Barbara and I began our journey of living and working in another country and culture in 1998 when we moved first to Burkina Faso for language study.

It wasn’t the first time for either of us to live outside the United States, but this time it was as a family, first as a couple and then with children.

We lived in the Central African Republic from 1998 to 2002, then in Kenya from 2003 to 2006, and in Madagascar from 2006 until 2011. We are currently living in Arusha, Tanzania.

I would say that the first and most important thing in all this is what my mother told me years ago: “Wherever you go, it is the people that are important and it’s important to love them.” Along with this is the ability to be flexible and open to learning from every person and situation.

My work has taken me, and continues to take me, on paths of which I cannot see the ending. Each week is as different as the last, and even each day, for there is no such thing as 9-5 p.m. days in what we do.

Last week I was in Rwanda:

  • meeting with our mission personnel, Robin Strickler;
  • meeting a pastor and representative from the ELCA Sierra Pacific Synod, Todd Wallace;
  • accompanying our sisters and brothers in the Lutheran Church of Rwanda in reviewing a proposal that they are going to submit to the ELCA churchwide organization;
  • attending a worship service in Mumya, a rural area of Rwanda;
  • hearing a young Rwandan woman give a great sermon on 1 Corinthians 1:24-29, followed by an impromptu presentation, at the request of the congregation, by the general secretary of the church regarding organizing; and
  • hearing the faith story of a man who had not been a Christian, who survived the genocide but came to faith through reading the Bible and the witness of his wife attending the Lutheran church.

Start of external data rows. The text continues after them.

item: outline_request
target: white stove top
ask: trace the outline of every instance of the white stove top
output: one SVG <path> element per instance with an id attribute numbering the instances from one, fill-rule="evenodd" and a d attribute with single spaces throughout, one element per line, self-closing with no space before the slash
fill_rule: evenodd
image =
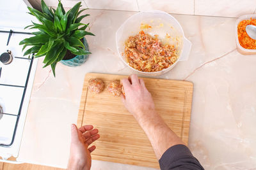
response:
<path id="1" fill-rule="evenodd" d="M 23 29 L 33 18 L 28 11 L 23 1 L 0 2 L 0 55 L 9 50 L 13 56 L 8 64 L 0 60 L 0 106 L 3 112 L 0 115 L 0 157 L 4 159 L 18 156 L 36 68 L 37 59 L 24 57 L 19 45 L 32 36 Z M 13 32 L 6 45 L 10 29 Z"/>

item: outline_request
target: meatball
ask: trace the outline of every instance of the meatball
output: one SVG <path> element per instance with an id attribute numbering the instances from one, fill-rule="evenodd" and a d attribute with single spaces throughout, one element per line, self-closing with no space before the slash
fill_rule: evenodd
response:
<path id="1" fill-rule="evenodd" d="M 122 90 L 122 93 L 123 94 L 123 95 L 124 96 L 125 96 L 125 92 L 124 92 L 124 85 L 123 83 L 121 83 L 121 90 Z"/>
<path id="2" fill-rule="evenodd" d="M 99 78 L 91 78 L 88 82 L 88 89 L 91 92 L 99 94 L 103 91 L 104 83 L 102 80 Z"/>
<path id="3" fill-rule="evenodd" d="M 118 80 L 114 80 L 109 83 L 108 86 L 108 90 L 109 93 L 114 96 L 120 96 L 122 93 L 120 82 Z"/>

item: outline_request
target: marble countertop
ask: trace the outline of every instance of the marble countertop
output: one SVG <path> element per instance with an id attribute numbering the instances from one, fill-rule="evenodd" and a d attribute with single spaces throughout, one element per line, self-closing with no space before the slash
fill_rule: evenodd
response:
<path id="1" fill-rule="evenodd" d="M 130 74 L 115 32 L 132 11 L 86 11 L 92 54 L 80 67 L 37 67 L 18 160 L 65 168 L 70 125 L 76 123 L 87 73 Z M 237 52 L 235 18 L 172 15 L 192 43 L 189 58 L 161 78 L 194 83 L 189 147 L 206 169 L 256 167 L 256 55 Z M 152 169 L 93 160 L 92 169 Z"/>

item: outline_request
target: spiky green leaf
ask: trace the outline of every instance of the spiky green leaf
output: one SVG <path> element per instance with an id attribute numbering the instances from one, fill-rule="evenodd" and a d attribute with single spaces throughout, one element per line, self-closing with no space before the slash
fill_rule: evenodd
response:
<path id="1" fill-rule="evenodd" d="M 49 42 L 46 43 L 45 45 L 42 45 L 41 48 L 40 48 L 39 51 L 37 52 L 37 53 L 35 56 L 40 56 L 42 55 L 45 55 L 48 51 L 48 45 L 49 45 Z"/>
<path id="2" fill-rule="evenodd" d="M 58 31 L 58 32 L 63 32 L 61 24 L 60 24 L 59 18 L 58 18 L 56 15 L 54 16 L 54 29 Z"/>
<path id="3" fill-rule="evenodd" d="M 44 67 L 51 64 L 57 60 L 56 54 L 60 51 L 61 45 L 61 44 L 58 44 L 55 46 L 55 48 L 51 48 L 51 50 L 46 53 L 45 57 L 43 61 L 43 62 L 45 64 Z"/>
<path id="4" fill-rule="evenodd" d="M 51 67 L 52 67 L 53 76 L 55 77 L 55 68 L 57 65 L 57 62 L 54 62 L 52 64 L 51 64 Z"/>
<path id="5" fill-rule="evenodd" d="M 77 12 L 78 10 L 79 10 L 80 5 L 81 5 L 81 2 L 79 2 L 72 8 L 71 8 L 68 11 L 68 22 L 67 22 L 67 25 L 69 26 L 72 24 L 74 24 L 76 21 L 76 18 L 77 15 Z"/>
<path id="6" fill-rule="evenodd" d="M 71 46 L 81 46 L 84 49 L 85 48 L 85 46 L 84 44 L 82 43 L 82 41 L 79 39 L 76 38 L 76 37 L 74 36 L 67 37 L 66 39 L 68 41 Z"/>
<path id="7" fill-rule="evenodd" d="M 63 17 L 63 15 L 64 15 L 61 10 L 61 2 L 59 1 L 59 3 L 58 4 L 57 9 L 56 9 L 56 11 L 55 13 L 55 14 L 58 16 L 58 17 L 59 18 L 60 20 L 61 19 L 62 17 Z"/>
<path id="8" fill-rule="evenodd" d="M 46 15 L 48 15 L 48 16 L 51 17 L 51 20 L 52 21 L 54 18 L 53 13 L 49 9 L 48 6 L 46 5 L 44 0 L 41 1 L 41 6 L 43 12 L 45 13 Z"/>
<path id="9" fill-rule="evenodd" d="M 54 53 L 54 55 L 52 56 L 50 59 L 50 60 L 48 60 L 48 62 L 46 63 L 46 64 L 44 66 L 44 67 L 45 67 L 51 64 L 52 64 L 52 63 L 54 63 L 55 61 L 58 62 L 58 57 L 60 55 L 60 53 L 61 53 L 61 52 L 62 52 L 62 50 L 63 50 L 65 47 L 63 46 L 62 44 L 60 44 L 58 46 L 56 46 L 56 48 L 54 48 L 54 50 L 56 50 L 56 52 Z M 46 55 L 45 59 L 46 59 L 46 57 L 47 56 L 47 55 Z"/>

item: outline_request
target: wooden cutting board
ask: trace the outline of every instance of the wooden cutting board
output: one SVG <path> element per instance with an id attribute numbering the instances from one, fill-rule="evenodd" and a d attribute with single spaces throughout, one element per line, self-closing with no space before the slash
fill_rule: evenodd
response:
<path id="1" fill-rule="evenodd" d="M 88 73 L 85 76 L 77 126 L 93 125 L 100 138 L 95 142 L 93 159 L 159 168 L 147 136 L 123 106 L 121 97 L 106 88 L 95 94 L 88 90 L 88 80 L 101 78 L 106 86 L 127 76 Z M 191 82 L 143 78 L 157 112 L 168 126 L 188 144 L 193 85 Z M 161 143 L 159 143 L 161 145 Z"/>

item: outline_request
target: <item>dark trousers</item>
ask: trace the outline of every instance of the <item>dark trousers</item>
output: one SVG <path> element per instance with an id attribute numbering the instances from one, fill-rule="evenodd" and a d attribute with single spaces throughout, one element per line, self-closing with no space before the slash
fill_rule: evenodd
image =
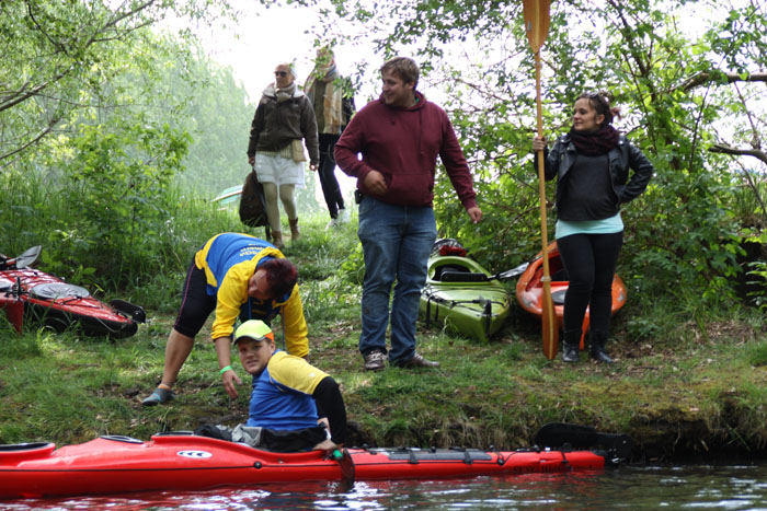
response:
<path id="1" fill-rule="evenodd" d="M 339 135 L 320 133 L 320 165 L 317 172 L 320 174 L 322 195 L 328 205 L 331 218 L 339 217 L 339 209 L 344 209 L 344 198 L 341 194 L 339 179 L 335 178 L 335 156 L 333 150 Z"/>
<path id="2" fill-rule="evenodd" d="M 622 231 L 615 234 L 572 234 L 557 240 L 570 280 L 564 295 L 564 332 L 581 329 L 587 306 L 592 332 L 609 332 L 613 276 L 622 244 Z"/>

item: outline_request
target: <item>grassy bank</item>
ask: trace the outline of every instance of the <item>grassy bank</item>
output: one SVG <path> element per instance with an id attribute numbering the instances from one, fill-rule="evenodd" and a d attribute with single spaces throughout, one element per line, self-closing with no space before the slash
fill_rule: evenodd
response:
<path id="1" fill-rule="evenodd" d="M 355 227 L 325 231 L 325 222 L 302 220 L 304 239 L 285 252 L 299 267 L 311 361 L 342 384 L 350 443 L 517 448 L 541 425 L 566 421 L 628 433 L 637 455 L 648 458 L 767 454 L 767 340 L 758 316 L 687 311 L 662 297 L 651 310 L 629 295 L 608 345 L 618 362 L 598 365 L 582 353 L 580 364 L 565 367 L 543 358 L 539 325 L 515 307 L 489 344 L 420 325 L 419 350 L 438 360 L 438 370 L 369 373 L 357 351 Z M 150 322 L 128 339 L 31 327 L 19 336 L 0 320 L 0 443 L 67 444 L 107 433 L 148 439 L 204 421 L 244 420 L 249 382 L 237 399 L 225 394 L 207 327 L 181 372 L 176 400 L 140 404 L 161 374 L 181 271 L 107 297 L 148 306 Z M 660 334 L 629 338 L 628 326 L 636 332 L 638 322 Z"/>

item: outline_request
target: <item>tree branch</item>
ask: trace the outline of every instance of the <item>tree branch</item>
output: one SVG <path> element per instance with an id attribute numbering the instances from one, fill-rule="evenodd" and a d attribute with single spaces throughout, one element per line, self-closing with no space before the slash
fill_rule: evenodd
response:
<path id="1" fill-rule="evenodd" d="M 720 154 L 732 154 L 736 156 L 754 156 L 767 164 L 767 153 L 759 151 L 757 149 L 737 149 L 726 143 L 714 143 L 709 148 L 709 152 L 720 153 Z"/>
<path id="2" fill-rule="evenodd" d="M 755 72 L 755 73 L 749 73 L 746 78 L 741 77 L 737 73 L 734 72 L 728 72 L 723 73 L 724 77 L 728 79 L 728 83 L 735 83 L 735 82 L 767 82 L 767 72 Z M 694 76 L 692 78 L 687 79 L 679 88 L 685 92 L 688 92 L 697 86 L 702 85 L 703 83 L 708 83 L 711 80 L 714 80 L 716 74 L 710 73 L 708 71 L 699 72 L 698 74 Z M 672 90 L 673 91 L 673 90 Z"/>

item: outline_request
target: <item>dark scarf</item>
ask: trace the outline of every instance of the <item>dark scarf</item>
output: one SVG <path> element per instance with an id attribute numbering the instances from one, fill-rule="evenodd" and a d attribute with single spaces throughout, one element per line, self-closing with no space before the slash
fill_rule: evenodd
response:
<path id="1" fill-rule="evenodd" d="M 596 131 L 570 130 L 570 140 L 575 144 L 575 149 L 581 154 L 598 156 L 607 154 L 618 146 L 620 135 L 611 125 L 603 125 Z"/>

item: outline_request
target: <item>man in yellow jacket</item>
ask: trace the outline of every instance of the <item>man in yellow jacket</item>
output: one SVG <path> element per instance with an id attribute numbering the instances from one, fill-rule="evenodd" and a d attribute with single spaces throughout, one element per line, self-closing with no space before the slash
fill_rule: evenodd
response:
<path id="1" fill-rule="evenodd" d="M 304 305 L 296 280 L 298 271 L 271 243 L 239 233 L 224 233 L 197 251 L 184 282 L 181 309 L 168 337 L 162 381 L 145 406 L 173 399 L 172 386 L 192 352 L 194 338 L 215 311 L 210 336 L 218 355 L 224 387 L 237 397 L 242 381 L 231 368 L 230 341 L 238 316 L 241 321 L 270 323 L 282 315 L 288 353 L 309 355 Z"/>

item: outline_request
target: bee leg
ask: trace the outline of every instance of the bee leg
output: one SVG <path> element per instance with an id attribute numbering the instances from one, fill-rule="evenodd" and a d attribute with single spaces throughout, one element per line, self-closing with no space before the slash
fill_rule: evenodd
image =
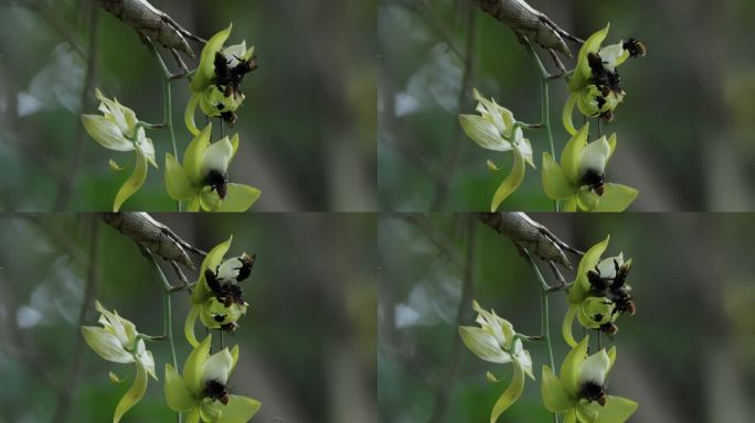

On my way back to Arusha, I stopped in Nairobi to meet with some of the leadership of the Kenya Evangelical Lutheran Church. There I met with Mary Mshana, the director of Pangani Lutheran Children’s Center, to discuss a program that supports young girls at risk.

The ELCA supported this program through a direct grant some years ago. Most recently it has been supported through gifts from ELCA members via the churchwide organization.

Then I hopped on the bus to go from Nairobi to Arusha in time to be home when our boys came back from school, since Barbara was in meetings.

Living like this means one has to be flexible, but probably no more so than anyone in the United States with all the various events, school- and work-related issues that come up.

The only difference may be that here the languages are diverse, the cultures different and the work taking us across borders rather than across the state.

As I write this Barbara is with James Gonia, her area program director, for meetings and visits. I am working out of our home where my office is; soon I’ll be off to pick up our boys at school.

On Saturday I will once more be “on the road again,” as Willie Nelson sings, going to Nairobi to meet with our mission personnel there, Sam and Cindy Wolff, follow up on evaluations of programs that the ELCA has funded, and attend a meeting with an ecumenical partner.

While in Arusha — besides the usual paperwork and day-to-day keeping up with groceries, cooking and the like — there’s even time for the occasional sermon at the Arusha Community Church as I prepare to preach on Easter Sunday.

 

Andy and Barbara Hinderlie
Andy and Barbara Hinderlie and their family live in Arusha, Tanzania. They are ELCA regional representatives for East Africa.